Interest rates: “higher for longer” – markets are in a hangover phase.
Anyone who thought that central banks would cut interest rates again as early as the end of 2023 or the beginning of 2024 has been proven wrong. Inflation figures are slowly improving in all industrialized countries but the economy remains especially robust in the US. The labor market there remains too strong, putting inflationary pressure on wages. For this reason, September saw the US Federal Reserve reviewing its stance and announced interest rate cuts as per end of 2024 at the earliest (“higher for longer”). Even if the rise in key interest rates has paused for the time being (US and SNB) or is likely to slowly peter out (ECB), the significant rise in US interest rates over the long term is increasingly causing headaches for investors. As a result, share prices have suffered, as higher discounting rates have now become a significant factor for company valuations. At the beginning of October, yields on 10-year US Treasuries were close to the 5% mark. Historically, this has often been considered a turning point in the market, since “safe money” or safe yield becomes a valid alternative to equities. After a summer lull on the stock markets, September once again proved that it is usually the year’s worst stock market month. While sector rotations still dominated the market during the year, with only 7 companies from the S&P 500 driving the index, and 493 stocks more or less remaining in place, the stock markets lost value across the board during the summer months – particularly in September. In the last few weeks, in both the US and Europe, we saw corrections of 5-9% depending on the index.

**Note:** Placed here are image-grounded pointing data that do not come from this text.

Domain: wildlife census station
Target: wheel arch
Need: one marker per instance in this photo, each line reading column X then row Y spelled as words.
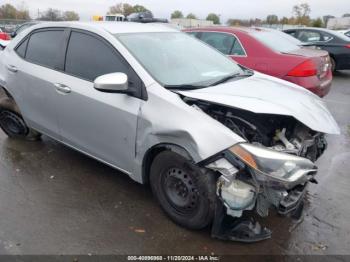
column 152, row 152
column 7, row 100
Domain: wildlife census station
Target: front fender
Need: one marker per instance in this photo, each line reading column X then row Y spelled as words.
column 166, row 119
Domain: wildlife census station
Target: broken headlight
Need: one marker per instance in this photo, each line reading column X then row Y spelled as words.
column 272, row 166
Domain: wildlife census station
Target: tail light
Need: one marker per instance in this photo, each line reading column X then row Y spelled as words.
column 307, row 68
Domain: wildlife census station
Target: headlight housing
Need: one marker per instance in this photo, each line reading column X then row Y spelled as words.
column 269, row 164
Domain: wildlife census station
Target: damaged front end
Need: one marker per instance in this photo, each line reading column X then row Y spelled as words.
column 255, row 178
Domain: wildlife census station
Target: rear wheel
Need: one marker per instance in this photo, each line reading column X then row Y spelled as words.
column 185, row 192
column 12, row 123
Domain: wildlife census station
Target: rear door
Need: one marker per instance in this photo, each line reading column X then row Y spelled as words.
column 32, row 74
column 100, row 124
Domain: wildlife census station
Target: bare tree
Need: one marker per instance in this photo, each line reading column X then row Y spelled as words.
column 302, row 13
column 177, row 14
column 272, row 19
column 191, row 16
column 214, row 17
column 70, row 16
column 51, row 15
column 121, row 8
column 8, row 11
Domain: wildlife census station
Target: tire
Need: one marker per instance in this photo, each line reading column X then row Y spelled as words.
column 12, row 123
column 333, row 65
column 185, row 192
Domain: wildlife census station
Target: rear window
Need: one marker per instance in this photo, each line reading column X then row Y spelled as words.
column 44, row 47
column 277, row 41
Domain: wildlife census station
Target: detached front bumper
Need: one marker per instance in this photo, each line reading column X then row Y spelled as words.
column 243, row 191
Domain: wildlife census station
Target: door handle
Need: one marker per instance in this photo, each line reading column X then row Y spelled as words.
column 62, row 88
column 12, row 68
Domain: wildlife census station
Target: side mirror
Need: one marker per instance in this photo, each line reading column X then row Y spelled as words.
column 114, row 82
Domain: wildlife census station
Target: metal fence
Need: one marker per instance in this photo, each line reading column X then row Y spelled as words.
column 9, row 25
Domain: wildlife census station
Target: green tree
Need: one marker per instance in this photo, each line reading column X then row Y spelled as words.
column 213, row 17
column 272, row 19
column 177, row 14
column 317, row 22
column 302, row 13
column 70, row 16
column 191, row 16
column 8, row 11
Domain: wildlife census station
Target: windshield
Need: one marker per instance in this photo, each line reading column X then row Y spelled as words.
column 277, row 41
column 175, row 59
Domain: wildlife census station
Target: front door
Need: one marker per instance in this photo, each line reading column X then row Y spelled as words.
column 100, row 124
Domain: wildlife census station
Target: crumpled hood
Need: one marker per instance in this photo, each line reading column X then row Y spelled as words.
column 268, row 95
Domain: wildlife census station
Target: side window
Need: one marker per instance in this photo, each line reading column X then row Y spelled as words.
column 237, row 49
column 194, row 34
column 225, row 43
column 89, row 57
column 309, row 36
column 21, row 49
column 326, row 37
column 44, row 47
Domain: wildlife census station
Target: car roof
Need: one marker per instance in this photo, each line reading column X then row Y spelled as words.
column 247, row 30
column 113, row 27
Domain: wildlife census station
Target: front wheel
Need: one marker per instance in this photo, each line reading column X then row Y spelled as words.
column 12, row 123
column 184, row 191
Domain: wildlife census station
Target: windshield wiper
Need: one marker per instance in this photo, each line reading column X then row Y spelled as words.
column 184, row 86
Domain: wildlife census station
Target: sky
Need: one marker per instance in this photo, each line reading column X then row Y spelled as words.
column 245, row 9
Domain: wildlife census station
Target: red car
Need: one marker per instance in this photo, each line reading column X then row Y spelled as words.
column 273, row 53
column 4, row 36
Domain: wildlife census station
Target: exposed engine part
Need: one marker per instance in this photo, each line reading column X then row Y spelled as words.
column 224, row 167
column 237, row 229
column 281, row 133
column 236, row 195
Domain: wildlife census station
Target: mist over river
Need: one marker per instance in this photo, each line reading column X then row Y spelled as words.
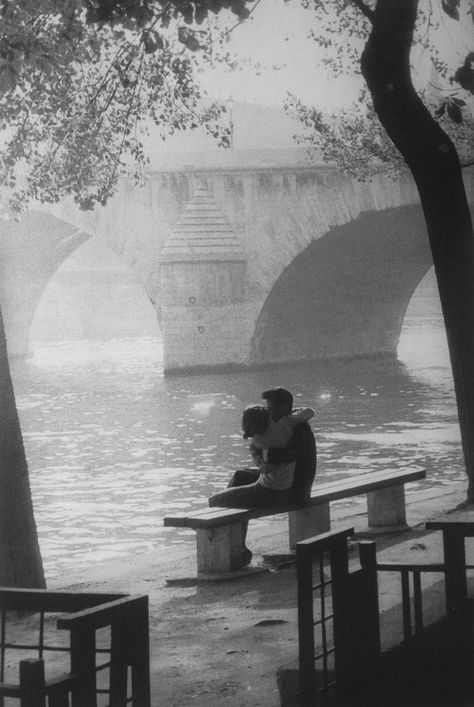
column 113, row 445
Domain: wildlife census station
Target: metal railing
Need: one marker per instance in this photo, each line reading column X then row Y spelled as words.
column 410, row 576
column 105, row 642
column 339, row 639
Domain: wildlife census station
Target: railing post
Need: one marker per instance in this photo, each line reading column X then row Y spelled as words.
column 304, row 573
column 118, row 663
column 83, row 664
column 32, row 683
column 139, row 642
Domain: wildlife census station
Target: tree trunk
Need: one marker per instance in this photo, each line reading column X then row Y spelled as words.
column 433, row 161
column 20, row 558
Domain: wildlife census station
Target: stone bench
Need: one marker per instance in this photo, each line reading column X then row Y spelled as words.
column 219, row 541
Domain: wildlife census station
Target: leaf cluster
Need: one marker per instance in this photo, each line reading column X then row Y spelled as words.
column 356, row 140
column 81, row 82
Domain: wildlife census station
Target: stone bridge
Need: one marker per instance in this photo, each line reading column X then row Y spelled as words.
column 262, row 258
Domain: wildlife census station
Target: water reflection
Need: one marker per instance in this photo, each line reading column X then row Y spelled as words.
column 113, row 446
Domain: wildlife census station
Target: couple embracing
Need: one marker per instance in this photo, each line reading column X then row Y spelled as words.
column 284, row 450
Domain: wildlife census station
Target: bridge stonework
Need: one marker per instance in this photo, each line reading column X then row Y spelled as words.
column 258, row 262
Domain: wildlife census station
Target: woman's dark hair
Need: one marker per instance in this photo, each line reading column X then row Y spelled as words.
column 255, row 420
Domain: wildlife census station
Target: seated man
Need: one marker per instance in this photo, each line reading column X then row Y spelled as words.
column 301, row 448
column 271, row 484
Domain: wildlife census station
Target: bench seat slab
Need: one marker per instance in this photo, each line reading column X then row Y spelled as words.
column 219, row 549
column 386, row 507
column 307, row 522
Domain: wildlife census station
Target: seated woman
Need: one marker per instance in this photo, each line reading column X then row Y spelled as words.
column 273, row 483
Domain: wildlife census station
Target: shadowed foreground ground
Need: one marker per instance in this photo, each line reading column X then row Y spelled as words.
column 221, row 643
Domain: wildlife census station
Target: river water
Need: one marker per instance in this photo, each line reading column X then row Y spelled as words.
column 113, row 446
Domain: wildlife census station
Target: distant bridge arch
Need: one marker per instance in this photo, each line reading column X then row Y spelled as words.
column 256, row 258
column 346, row 294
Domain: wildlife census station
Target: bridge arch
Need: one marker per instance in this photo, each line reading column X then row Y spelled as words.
column 94, row 296
column 346, row 294
column 31, row 252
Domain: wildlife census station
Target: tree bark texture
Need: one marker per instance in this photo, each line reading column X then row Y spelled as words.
column 20, row 557
column 434, row 164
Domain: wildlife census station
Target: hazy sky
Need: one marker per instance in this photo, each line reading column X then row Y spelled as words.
column 262, row 38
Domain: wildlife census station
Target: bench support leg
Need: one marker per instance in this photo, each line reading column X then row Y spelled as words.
column 219, row 549
column 308, row 522
column 386, row 507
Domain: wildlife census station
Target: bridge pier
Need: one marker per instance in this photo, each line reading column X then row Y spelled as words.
column 203, row 289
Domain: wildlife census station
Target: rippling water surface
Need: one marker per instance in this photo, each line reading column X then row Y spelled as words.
column 113, row 446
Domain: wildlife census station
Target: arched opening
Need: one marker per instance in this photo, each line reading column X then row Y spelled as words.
column 423, row 342
column 347, row 293
column 93, row 300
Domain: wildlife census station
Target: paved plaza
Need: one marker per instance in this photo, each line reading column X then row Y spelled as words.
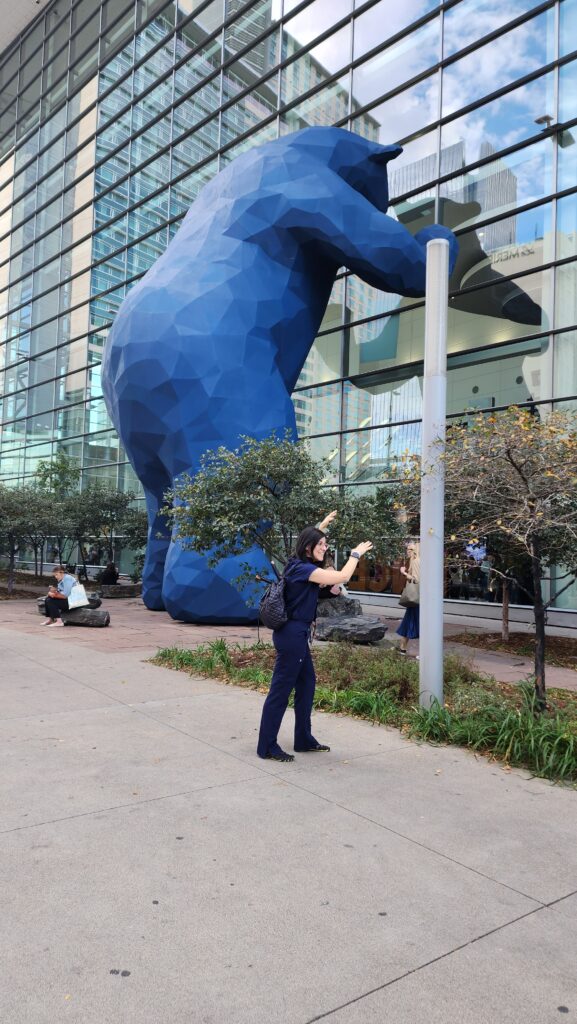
column 155, row 871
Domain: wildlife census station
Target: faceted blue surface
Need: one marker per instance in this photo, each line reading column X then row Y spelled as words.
column 209, row 344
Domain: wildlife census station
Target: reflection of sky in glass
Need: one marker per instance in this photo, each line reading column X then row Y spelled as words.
column 398, row 64
column 568, row 91
column 406, row 113
column 568, row 26
column 502, row 123
column 471, row 19
column 384, row 20
column 519, row 52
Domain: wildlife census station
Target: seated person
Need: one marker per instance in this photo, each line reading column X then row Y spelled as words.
column 56, row 600
column 109, row 576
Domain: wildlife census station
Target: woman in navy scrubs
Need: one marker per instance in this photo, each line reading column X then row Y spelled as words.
column 293, row 668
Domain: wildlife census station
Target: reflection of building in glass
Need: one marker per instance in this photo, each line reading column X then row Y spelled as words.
column 114, row 115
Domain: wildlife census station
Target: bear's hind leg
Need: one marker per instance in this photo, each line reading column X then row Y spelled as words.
column 157, row 549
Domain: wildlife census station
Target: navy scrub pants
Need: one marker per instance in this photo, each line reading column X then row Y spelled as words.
column 54, row 606
column 293, row 670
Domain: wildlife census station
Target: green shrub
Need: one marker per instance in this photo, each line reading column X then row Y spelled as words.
column 376, row 684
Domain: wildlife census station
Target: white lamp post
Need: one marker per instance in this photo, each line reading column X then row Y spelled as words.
column 433, row 479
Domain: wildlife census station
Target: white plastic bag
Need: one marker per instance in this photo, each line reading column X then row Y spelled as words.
column 77, row 597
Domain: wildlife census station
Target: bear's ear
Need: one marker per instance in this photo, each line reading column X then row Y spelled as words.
column 385, row 154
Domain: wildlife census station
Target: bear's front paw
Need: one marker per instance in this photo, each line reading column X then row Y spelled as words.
column 439, row 231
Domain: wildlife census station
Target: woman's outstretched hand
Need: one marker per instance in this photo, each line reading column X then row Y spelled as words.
column 362, row 548
column 327, row 520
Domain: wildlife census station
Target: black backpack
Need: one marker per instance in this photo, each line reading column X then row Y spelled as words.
column 273, row 610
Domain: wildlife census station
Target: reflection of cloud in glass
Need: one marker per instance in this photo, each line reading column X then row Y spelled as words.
column 384, row 20
column 519, row 52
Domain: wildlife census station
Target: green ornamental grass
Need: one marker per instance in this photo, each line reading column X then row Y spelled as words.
column 495, row 719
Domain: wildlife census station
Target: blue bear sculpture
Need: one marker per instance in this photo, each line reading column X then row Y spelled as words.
column 209, row 344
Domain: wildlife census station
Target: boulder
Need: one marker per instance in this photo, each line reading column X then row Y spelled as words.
column 121, row 590
column 86, row 616
column 93, row 602
column 329, row 607
column 353, row 629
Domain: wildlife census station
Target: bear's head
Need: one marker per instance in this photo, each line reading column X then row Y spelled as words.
column 357, row 160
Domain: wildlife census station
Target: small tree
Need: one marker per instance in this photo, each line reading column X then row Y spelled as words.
column 105, row 512
column 59, row 475
column 14, row 517
column 134, row 535
column 516, row 475
column 263, row 494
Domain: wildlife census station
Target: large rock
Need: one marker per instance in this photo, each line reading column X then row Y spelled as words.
column 328, row 607
column 121, row 590
column 354, row 629
column 93, row 602
column 86, row 616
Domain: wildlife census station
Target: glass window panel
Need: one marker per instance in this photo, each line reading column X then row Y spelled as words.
column 70, row 422
column 567, row 227
column 31, row 71
column 39, row 428
column 316, row 67
column 246, row 114
column 102, row 448
column 512, row 180
column 503, row 310
column 316, row 18
column 511, row 55
column 119, row 32
column 87, row 35
column 502, row 123
column 246, row 29
column 155, row 32
column 369, row 455
column 566, row 295
column 183, row 193
column 32, row 40
column 329, row 449
column 324, row 108
column 369, row 27
column 9, row 68
column 84, row 69
column 40, row 398
column 568, row 27
column 568, row 91
column 398, row 64
column 567, row 159
column 317, row 410
column 96, row 416
column 54, row 97
column 404, row 115
column 324, row 359
column 471, row 19
column 566, row 366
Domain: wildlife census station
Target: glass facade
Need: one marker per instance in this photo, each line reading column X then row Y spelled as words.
column 114, row 114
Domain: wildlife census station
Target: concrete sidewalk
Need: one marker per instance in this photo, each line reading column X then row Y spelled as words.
column 134, row 628
column 155, row 871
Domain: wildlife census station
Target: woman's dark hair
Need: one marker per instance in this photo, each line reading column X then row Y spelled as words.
column 308, row 539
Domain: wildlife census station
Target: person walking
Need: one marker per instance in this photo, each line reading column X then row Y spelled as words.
column 56, row 600
column 409, row 628
column 293, row 667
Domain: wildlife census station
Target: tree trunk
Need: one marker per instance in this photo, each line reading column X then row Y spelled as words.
column 539, row 612
column 505, row 611
column 11, row 565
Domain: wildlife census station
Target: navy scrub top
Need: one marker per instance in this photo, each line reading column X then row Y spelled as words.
column 300, row 596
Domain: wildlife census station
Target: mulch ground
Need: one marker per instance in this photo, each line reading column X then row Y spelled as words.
column 561, row 651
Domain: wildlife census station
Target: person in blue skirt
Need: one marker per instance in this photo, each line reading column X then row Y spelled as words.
column 293, row 667
column 409, row 628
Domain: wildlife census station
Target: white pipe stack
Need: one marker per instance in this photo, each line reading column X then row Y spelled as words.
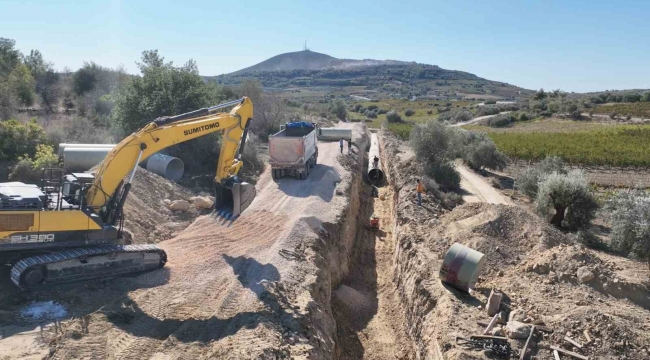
column 334, row 134
column 167, row 166
column 82, row 157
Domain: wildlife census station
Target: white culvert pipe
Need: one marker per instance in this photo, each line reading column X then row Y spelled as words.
column 82, row 159
column 170, row 167
column 461, row 267
column 375, row 174
column 63, row 146
column 334, row 134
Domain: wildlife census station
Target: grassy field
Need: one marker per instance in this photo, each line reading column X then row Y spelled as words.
column 639, row 109
column 421, row 107
column 577, row 142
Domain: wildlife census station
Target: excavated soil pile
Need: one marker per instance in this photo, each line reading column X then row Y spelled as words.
column 259, row 287
column 148, row 217
column 546, row 278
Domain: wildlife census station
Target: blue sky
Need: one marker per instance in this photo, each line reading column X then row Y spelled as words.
column 574, row 45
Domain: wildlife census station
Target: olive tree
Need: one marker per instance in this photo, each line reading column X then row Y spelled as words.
column 628, row 214
column 528, row 180
column 165, row 90
column 570, row 197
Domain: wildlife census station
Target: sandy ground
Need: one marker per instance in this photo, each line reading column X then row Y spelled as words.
column 214, row 297
column 367, row 309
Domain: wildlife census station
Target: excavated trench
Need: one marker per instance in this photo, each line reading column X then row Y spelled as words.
column 365, row 303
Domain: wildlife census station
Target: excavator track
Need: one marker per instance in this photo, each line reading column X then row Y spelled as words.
column 86, row 263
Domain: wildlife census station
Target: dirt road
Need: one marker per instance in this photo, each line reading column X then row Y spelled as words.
column 478, row 119
column 214, row 299
column 478, row 190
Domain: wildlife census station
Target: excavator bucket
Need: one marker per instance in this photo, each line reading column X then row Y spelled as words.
column 233, row 196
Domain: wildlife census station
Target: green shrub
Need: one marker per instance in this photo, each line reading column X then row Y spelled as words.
column 370, row 114
column 338, row 109
column 18, row 139
column 29, row 169
column 570, row 196
column 501, row 120
column 393, row 117
column 628, row 214
column 400, row 130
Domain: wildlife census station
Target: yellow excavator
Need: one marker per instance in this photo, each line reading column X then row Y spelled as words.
column 70, row 228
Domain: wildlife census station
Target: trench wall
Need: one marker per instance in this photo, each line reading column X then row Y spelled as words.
column 333, row 251
column 415, row 268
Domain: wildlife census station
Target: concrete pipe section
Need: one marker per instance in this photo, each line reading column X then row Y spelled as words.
column 82, row 159
column 462, row 267
column 375, row 174
column 167, row 166
column 334, row 134
column 64, row 146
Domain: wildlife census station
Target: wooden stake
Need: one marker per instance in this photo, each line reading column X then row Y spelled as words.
column 573, row 342
column 570, row 353
column 491, row 324
column 530, row 336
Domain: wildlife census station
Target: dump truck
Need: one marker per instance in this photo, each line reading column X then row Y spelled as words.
column 293, row 150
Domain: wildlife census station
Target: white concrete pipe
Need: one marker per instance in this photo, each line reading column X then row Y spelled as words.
column 375, row 175
column 82, row 159
column 461, row 267
column 63, row 146
column 334, row 134
column 170, row 167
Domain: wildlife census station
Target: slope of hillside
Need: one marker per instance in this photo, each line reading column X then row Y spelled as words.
column 308, row 69
column 299, row 60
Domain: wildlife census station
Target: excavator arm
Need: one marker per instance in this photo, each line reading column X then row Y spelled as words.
column 113, row 179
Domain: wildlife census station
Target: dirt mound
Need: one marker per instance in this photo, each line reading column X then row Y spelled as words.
column 599, row 300
column 505, row 234
column 147, row 216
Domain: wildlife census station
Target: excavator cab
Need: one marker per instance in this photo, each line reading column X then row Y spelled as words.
column 232, row 196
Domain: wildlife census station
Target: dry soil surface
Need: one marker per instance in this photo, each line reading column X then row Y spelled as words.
column 476, row 189
column 599, row 300
column 237, row 290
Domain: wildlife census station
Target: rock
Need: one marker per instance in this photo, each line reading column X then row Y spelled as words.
column 517, row 330
column 498, row 331
column 518, row 315
column 502, row 318
column 541, row 269
column 585, row 275
column 494, row 302
column 179, row 205
column 202, row 202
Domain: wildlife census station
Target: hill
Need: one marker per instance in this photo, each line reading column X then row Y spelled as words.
column 299, row 60
column 309, row 70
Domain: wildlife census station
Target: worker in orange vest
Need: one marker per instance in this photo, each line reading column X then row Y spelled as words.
column 420, row 190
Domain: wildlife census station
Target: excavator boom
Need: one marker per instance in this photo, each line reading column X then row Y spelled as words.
column 71, row 227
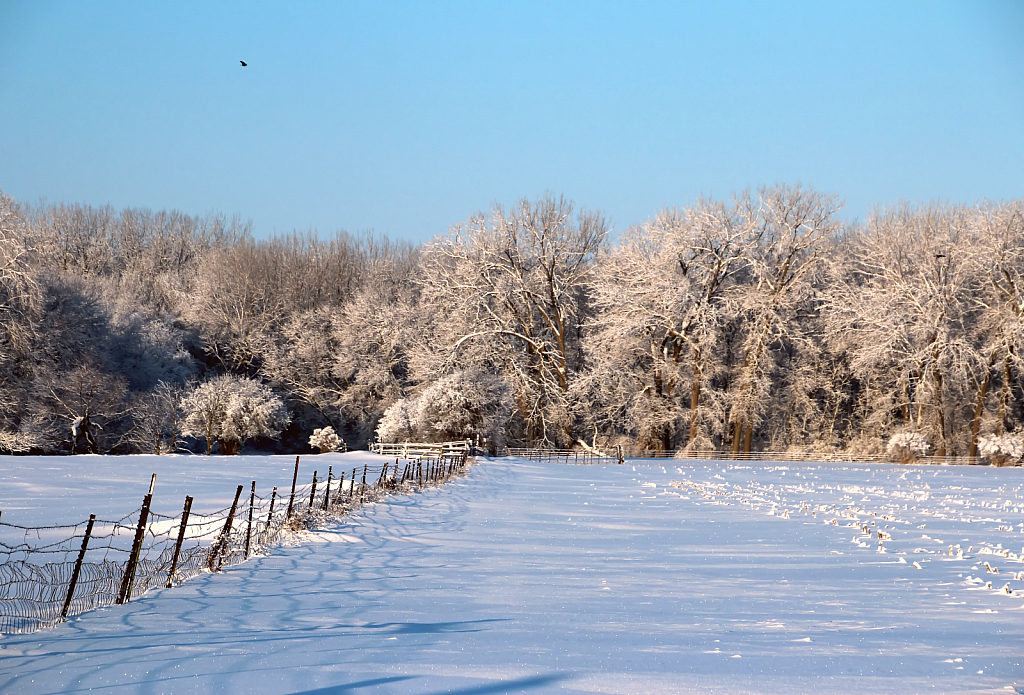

However, we cannot let this unsettle us: during this period, selected stocks and sectors have become much more attractive again and offer opportunities for longterm investors. The important thing is to only stay invested in sectors and companies that have solid balance sheets with low debt levels. This is most important at a time of significantly higher interest rates, so inflation can be passed on via price increases. With interest rates close to – or, in the case of the US, above – the inflation rate, bonds should slowly find their way back into balanced strategies as an alternative to good equities.